Missed Hit by Pitch Brings Back Bad Memories

*I’m going to deviate a bit from my normal format this week, the What’s Next format should resume next week. Thank you for indulging me here.

The New York Yankees stand one loss away from elimination after a 10-3 loss last night at the hands of the Texas Rangers. There were plenty of places in this game where the Yankees cost themselves opportunities to win. Most of the national talking heads will focus of the situation that unfolded in the top of the sixth, but even after the Yankees trailed 7-3 in the eighth, what could have been their comeback rally was thwarted, not by a great defensive play, but by a possibly missed call.

Derek Holland, who had pitched wonderfully in relief of Tommy Hunter to that point, walked the first batter of the inning on five pitches. Holland was removed after his 56-pitch relief effort in favor of right hander Darren O’Day. After O’Day retired Marcus Thames via strikeout, he issued a walk to Alex Rodriguez. With a four run lead and only five outs to get, you simply cannot give the Yankees, of all teams, free baserunners. Clay Rapada was then summoned to face Robinson Cano, but he was no relief either, issuing a five-pitch walk to load the bases. Now just one swing away from a tie game, Ron Washington turned back to the bullpen for yet another left hander, veteran Darren Oliver, to face Nick Swisher.

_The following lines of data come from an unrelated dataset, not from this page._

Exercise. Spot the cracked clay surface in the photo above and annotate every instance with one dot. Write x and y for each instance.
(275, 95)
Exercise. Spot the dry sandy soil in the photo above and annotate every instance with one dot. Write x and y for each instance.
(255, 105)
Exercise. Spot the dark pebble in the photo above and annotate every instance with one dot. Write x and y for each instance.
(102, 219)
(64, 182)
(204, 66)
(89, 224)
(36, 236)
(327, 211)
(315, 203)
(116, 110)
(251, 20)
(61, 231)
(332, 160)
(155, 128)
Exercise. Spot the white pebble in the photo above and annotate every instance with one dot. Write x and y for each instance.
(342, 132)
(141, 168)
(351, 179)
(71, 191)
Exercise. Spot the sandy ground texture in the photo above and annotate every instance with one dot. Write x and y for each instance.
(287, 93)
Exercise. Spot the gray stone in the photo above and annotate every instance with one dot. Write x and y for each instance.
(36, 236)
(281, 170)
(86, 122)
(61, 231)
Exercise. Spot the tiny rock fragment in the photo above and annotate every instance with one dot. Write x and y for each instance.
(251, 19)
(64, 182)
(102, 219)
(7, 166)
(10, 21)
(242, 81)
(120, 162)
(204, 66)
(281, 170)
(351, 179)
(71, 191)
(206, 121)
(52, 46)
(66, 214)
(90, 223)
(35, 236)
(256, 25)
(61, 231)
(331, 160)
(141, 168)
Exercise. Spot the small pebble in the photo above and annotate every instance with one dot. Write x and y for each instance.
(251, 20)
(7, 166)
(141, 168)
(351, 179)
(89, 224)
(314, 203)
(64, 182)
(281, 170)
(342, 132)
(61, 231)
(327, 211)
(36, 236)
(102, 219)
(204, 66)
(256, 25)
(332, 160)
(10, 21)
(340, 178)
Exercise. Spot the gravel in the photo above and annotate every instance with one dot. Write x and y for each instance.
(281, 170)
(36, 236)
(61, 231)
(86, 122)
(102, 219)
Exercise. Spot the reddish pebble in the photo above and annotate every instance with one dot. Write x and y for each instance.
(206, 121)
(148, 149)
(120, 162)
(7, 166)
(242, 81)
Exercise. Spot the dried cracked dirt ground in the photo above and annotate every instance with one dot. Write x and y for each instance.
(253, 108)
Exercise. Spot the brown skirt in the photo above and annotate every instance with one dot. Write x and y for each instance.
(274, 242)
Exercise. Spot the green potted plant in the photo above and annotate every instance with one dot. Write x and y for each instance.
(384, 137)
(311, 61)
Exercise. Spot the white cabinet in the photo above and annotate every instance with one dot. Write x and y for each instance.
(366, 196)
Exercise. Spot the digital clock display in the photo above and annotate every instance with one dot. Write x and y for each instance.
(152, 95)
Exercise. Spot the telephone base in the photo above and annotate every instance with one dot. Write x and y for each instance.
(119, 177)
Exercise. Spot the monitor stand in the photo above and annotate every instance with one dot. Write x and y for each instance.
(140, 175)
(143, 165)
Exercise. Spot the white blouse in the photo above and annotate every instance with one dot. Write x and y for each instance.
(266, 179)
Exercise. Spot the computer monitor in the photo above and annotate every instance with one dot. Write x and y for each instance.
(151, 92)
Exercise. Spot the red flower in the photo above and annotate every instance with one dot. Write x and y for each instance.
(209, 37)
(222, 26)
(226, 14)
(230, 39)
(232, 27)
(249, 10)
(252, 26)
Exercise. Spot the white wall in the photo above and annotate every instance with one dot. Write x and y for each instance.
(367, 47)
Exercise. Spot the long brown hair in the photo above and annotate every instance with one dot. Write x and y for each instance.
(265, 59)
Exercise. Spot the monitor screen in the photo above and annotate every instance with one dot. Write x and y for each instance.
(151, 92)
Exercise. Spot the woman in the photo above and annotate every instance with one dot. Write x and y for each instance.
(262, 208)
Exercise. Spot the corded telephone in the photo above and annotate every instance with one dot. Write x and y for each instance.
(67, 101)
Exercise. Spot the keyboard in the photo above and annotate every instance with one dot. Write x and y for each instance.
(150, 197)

Oliver’s 0-1 offering was a slider down and in. Swisher danced to get out of the way of the pitch, winding up chest down on the ground. He almost immediately looked up at home plate umpire Angel Hernandez, motioning that the ball hat hit him in the leg. Hernandez would have none of it and Swisher didn’t push the issue, resuming his at bat. Several replay angles were shown and in my opinion, one that was shared by the TBS broadcast team, the pitch clearly did make contact with the uniform, though likely not the leg itself. But the uniform is part of the player and as such, Swisher should have been awarded first base, which also would have forced in a run and brought the go-ahead run to the plate with still just one out.

Instead, Swisher flied out harmlessly and Oliver retired the next batter to escape the jam. The Rangers would pile on with three more runs in the ninth and win going away.

Look, I’m not saying it was an easy call for Hernandez. As Crew Chief Gerry Davis said after the game, speaking about reviewing the play as umpires do once the game is over, “We looked at it. Obviously in Angel’s judgment, the ball had not hit him. We looked at the replay, and even from different angles, it’s inconclusive.” Nor am I saying that Swisher even knew the ball had in fact hit him, had he known for sure he may have made a stronger appeal to Hernandez. But if the correct call had been made, who knows what would have happened next.

Clearly, the momentum of the inning had swung to New York. The Rangers relievers, four of them in the inning, would have each given a base to a Yankee hitter. After blowing a five-run cushion in Game One, perhaps the Rangers bullpen would have folded under the pressure and surrendered yet another lead. The point is we don’t know what would have happened, and now we’ll never know.

As a Tigers fan, I despise the Yankees probably more than any other club, but I certainly can sympathize with them today. When the Tigers and Twins finished deadlocked at the top of the AL Central a year ago, they met in a classic Game 163 at the Metrodome. In the top of the 12th, in a 5-5 game, with the bases loaded and one out, Minnesota’s Bobby Keppel came inside with a fastball that caught a good amount of the jersey of Tigers third baseman Brandon Inge. Home plate umpire Randy Marsh said he didn’t see nay contact and called the pitch a ball. Inge protested, as did Tigers manager Jim Leyland, but to no avail. Inge would eventually ground into a force play and the Tigers failed to score in the inning. Eventually, what should have been a 6-5 Tigers lead became a 6-5 Tigers loss in 14 innings.

I consider myself a purist of sorts, at least when it comes to baseball. By purist I mean really that I like the rules the way were when I learned the game. I enjoyed the separation of the two leagues, I don’t care for interleague play. I like the DH, but I also like that the NL doesn’t use one. I have, however, come around to the expanded use of instant replay. In situations like this, where the action is stopped anyway, I can’t see a reason not to review the play.

As I said, the missed hit by pitch wasn’t necessarily the reason the Yankees wound up losing the game. Josh Hamilton‘s two home runs had a lot to do with that, as did the Bengie Molina shot I alluded to earlier, but this missed call might have changed the outcome if it were called differently, and isn’t that what we are trying to avoid?

I’m not saying I want to review every play. Calls on the bases and balls and strikes should be off-limits in my opinion. I’m okay with reviewing home runs calls and fair or foul boarder calls. The phantom hit by pitch that Derek Jeter executed so brilliantly last month, then another by Chase Utley in the NLDS, plus the missed HBP’s on both Inge and now Swisher, those should be reviewable as well. The action is already stopped, there are no baserunners that the umpires would have to arbitrarily place on different bags. There’s simply no reason not to do this.